Per orientare il lettore, il Modello Standard si situa all'interno del quadro concettuale della fisica moderna, costruito nei primi decenni del secolo scorso e formato dalla meccanica quantistica e dalla relatività speciale. Il Modello Standard descrive tutta la materia e tutte le forze eccetto la gravità. Quindi include (ed estende) l'elettrodinamica di Maxwell, ma non include la forza di gravità, descritta in passato dalla gravitazione universale di Newton, e oggi dalla relatività generale di Einstein. Ma il Modello Standard è una teoria strana. Non ha la luminosa semplicità delle grandi teorie, come appunto la gravitazione universale di Newton, l'elettrodinamica di Maxwell, o la relatività generale di Einstein: teorie la cui sterminata ricchezza si può riassumere, per ciascuna, in una semplice e breve equazione. È invece una teoria intricata, costruita pezzo per pezzo, mettendo insieme misure raffinate, indizi, idee brillanti, guizzi di fantasia, calcoli tecnici pesanti e faticosi, e strani argomenti involuti. Il risultato è una struttura matematica articolata, che molti continuano a giudicare troppo complessa e artificiosa per essere credibile: un patchwork di pezzetti aggiustati.

Un professore dell'Università di Bologna introduceva non molto tempo fa il corso sul Modello Standard dicendo agli studenti «quelli fra voi con genuino spirito da teorici troveranno questa teoria indigeribile». All'inizio, in effetti, nessuno aveva preso il Modello Standard del tutto sul serio. La varietà delle particelle osservate e delle loro reazioni veniva ridotta a un paio di forze che agiscono su una famigliola di una quindicina di particelle "elementari", il tutto organizzato da una raffinata e complicata struttura matematica.

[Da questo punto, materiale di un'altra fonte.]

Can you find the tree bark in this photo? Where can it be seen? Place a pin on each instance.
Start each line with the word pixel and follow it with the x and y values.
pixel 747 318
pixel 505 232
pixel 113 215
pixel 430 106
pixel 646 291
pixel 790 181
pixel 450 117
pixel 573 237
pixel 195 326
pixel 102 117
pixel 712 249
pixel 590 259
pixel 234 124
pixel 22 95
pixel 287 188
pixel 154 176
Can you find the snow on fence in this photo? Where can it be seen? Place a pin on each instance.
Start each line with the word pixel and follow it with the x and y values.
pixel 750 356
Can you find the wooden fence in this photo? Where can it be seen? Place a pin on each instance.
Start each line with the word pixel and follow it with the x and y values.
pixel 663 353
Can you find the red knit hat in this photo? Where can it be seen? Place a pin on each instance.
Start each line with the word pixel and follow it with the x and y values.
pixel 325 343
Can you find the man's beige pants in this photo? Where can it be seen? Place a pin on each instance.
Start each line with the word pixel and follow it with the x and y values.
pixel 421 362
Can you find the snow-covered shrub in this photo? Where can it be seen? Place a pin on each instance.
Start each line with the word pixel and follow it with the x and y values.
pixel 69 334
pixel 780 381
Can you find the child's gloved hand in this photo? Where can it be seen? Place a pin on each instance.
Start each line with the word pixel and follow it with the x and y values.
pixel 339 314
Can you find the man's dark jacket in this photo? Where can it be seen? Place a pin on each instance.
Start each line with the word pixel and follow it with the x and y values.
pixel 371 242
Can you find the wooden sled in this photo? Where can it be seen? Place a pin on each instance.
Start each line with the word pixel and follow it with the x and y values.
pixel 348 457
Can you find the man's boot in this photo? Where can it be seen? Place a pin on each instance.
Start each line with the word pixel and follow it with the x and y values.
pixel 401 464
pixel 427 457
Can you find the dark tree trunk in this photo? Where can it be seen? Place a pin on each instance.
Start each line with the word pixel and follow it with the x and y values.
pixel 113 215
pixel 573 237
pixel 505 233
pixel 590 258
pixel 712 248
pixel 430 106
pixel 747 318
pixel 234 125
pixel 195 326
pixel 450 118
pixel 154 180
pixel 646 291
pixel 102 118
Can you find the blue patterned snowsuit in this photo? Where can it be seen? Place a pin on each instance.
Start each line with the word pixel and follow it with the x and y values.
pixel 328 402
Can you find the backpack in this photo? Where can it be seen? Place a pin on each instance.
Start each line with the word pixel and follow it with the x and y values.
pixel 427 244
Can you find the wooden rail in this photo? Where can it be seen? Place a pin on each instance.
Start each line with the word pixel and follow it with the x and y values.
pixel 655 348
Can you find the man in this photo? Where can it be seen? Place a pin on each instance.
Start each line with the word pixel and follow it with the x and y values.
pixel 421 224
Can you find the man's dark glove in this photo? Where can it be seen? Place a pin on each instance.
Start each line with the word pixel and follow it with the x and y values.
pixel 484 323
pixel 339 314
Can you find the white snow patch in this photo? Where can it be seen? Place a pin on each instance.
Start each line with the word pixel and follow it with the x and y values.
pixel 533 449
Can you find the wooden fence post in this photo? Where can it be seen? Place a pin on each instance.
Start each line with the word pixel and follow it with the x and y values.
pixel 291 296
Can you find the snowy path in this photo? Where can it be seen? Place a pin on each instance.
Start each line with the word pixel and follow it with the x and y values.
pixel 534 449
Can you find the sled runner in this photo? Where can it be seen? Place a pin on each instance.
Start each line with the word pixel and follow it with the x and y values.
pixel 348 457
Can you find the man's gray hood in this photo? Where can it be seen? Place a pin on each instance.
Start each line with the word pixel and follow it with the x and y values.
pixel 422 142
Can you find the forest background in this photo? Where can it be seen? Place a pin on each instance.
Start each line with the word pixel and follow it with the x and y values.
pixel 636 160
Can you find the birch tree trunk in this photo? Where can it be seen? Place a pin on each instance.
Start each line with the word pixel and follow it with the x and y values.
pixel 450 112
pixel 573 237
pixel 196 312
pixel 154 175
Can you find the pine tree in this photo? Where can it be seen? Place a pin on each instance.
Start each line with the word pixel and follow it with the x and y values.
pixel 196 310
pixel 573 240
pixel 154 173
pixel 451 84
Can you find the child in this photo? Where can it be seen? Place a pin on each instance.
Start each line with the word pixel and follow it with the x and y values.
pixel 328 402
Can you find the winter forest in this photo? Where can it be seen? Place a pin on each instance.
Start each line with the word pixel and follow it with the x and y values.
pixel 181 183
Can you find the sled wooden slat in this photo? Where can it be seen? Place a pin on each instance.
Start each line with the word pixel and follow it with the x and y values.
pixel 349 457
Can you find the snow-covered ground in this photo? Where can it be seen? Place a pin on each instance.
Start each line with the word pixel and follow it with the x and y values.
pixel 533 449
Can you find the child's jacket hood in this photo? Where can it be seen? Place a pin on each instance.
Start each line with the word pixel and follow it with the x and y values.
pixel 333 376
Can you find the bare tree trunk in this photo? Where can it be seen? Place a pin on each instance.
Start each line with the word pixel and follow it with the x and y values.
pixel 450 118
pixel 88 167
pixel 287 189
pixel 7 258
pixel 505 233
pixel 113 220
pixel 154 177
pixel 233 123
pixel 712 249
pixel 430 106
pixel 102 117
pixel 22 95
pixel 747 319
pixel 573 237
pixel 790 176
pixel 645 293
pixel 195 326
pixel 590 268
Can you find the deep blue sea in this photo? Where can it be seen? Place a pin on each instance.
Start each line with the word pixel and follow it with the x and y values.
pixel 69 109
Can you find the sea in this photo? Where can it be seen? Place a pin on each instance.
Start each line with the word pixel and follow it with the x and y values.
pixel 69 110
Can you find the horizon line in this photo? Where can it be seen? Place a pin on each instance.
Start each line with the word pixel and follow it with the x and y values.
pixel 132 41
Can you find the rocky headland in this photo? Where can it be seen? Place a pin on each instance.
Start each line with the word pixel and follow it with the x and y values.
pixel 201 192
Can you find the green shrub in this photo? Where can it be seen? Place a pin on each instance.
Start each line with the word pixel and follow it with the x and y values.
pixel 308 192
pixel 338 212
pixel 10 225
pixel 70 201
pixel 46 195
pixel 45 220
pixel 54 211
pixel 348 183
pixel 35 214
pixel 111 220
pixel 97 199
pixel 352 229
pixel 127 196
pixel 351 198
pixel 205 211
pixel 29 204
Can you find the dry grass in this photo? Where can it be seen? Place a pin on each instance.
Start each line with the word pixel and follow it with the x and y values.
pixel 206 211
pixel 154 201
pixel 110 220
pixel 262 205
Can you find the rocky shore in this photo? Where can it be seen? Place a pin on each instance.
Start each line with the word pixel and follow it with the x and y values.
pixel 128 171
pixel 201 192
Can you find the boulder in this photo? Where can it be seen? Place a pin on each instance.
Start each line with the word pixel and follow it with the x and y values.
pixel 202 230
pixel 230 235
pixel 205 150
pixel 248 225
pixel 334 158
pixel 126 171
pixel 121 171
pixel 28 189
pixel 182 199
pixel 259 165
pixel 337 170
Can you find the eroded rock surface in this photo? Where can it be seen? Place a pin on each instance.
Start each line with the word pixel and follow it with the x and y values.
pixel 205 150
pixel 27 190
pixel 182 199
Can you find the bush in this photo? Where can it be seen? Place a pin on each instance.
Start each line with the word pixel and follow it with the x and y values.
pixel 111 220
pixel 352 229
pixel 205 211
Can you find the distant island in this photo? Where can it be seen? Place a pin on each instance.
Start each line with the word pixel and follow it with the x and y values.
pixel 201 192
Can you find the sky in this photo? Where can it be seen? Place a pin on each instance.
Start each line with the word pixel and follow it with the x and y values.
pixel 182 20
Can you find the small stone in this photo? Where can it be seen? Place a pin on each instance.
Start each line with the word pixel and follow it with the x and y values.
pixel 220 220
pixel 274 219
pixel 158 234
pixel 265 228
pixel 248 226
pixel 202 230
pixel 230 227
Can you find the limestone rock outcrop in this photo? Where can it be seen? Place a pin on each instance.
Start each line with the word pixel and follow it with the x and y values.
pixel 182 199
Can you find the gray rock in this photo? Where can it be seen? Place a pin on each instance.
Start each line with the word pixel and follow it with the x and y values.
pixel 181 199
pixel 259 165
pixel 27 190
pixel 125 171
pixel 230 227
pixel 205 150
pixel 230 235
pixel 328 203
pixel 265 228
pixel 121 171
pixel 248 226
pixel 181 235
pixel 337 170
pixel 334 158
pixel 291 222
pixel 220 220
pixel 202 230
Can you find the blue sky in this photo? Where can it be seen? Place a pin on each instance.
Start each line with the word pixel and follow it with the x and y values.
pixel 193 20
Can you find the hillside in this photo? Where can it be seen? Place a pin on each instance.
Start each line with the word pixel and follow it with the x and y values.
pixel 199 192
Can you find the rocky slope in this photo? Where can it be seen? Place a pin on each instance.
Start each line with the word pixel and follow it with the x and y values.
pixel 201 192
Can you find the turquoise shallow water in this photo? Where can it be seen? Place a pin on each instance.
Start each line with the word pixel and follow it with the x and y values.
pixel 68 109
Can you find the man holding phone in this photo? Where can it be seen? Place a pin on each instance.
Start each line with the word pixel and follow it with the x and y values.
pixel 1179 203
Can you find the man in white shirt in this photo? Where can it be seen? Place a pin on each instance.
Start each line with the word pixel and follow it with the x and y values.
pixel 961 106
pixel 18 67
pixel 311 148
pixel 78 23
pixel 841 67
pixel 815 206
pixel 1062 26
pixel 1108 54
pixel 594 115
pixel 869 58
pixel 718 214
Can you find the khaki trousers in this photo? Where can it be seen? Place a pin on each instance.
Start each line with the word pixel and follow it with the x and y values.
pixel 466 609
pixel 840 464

Ma sembrava un gioco a incastri troppo intricato per essere realistico: più un esercizio di stile che una scoperta della struttura del mondo. Invece, una dopo l'altra, con micidiale accuratezza, tutte le previsioni del Modello Standard si sono rivelate esatte.

A ogni passo, i fisici dicevano «ma guarda un po'», poi scuotevano la testa aspettandosi che comunque non sarebbe andata la bene la prossima volta. E invece inesorabilmente la sorpresa era sempre che non succedeva nulla di sorprendente rispetto alle previsioni del misconosciuto Modello. Le più spericolate acrobazie teoriche utilizzate per costruire quest'incastro sorprendente, si rivelavano colpire nel segno: particelle venivano scovate esattamente là dov'erano state previste, e le misure più accurate non facevano che confermare calcoli già fatti dai teorici. Restava un ultimo buco: la particella di Higgs. Ma era un buco maggiore, perché si trattava di un'ipotetica particella di un tipo diverso da tutte le altre osservate, e la sua giustificazione era molto indiretta.

Grossomodo, l'argomento di Peter Higgs e colleghi era stato questo: gli esperimenti indicano che fra le particelle agiscono forze a corto raggio, cioè forze che agiscono solo da molto vicino. Ma non si conoscono appropriate teorie per forze a corto raggio. L'idea di Higgs è stata d'immaginare che le forze fossero in realtà a lungo raggio, ma esistesse una particella che agisse da schermo, e, per così dire, mangiasse l'azione a lungo raggio. Un simile macchinoso ingranaggio avrebbe dovuto funzionare anche per la massa delle particelle elementari: osserviamo che hanno massa, ma riusciamo a scrivere teorie per rendere conto delle forze che le guidano solo per particelle senza massa.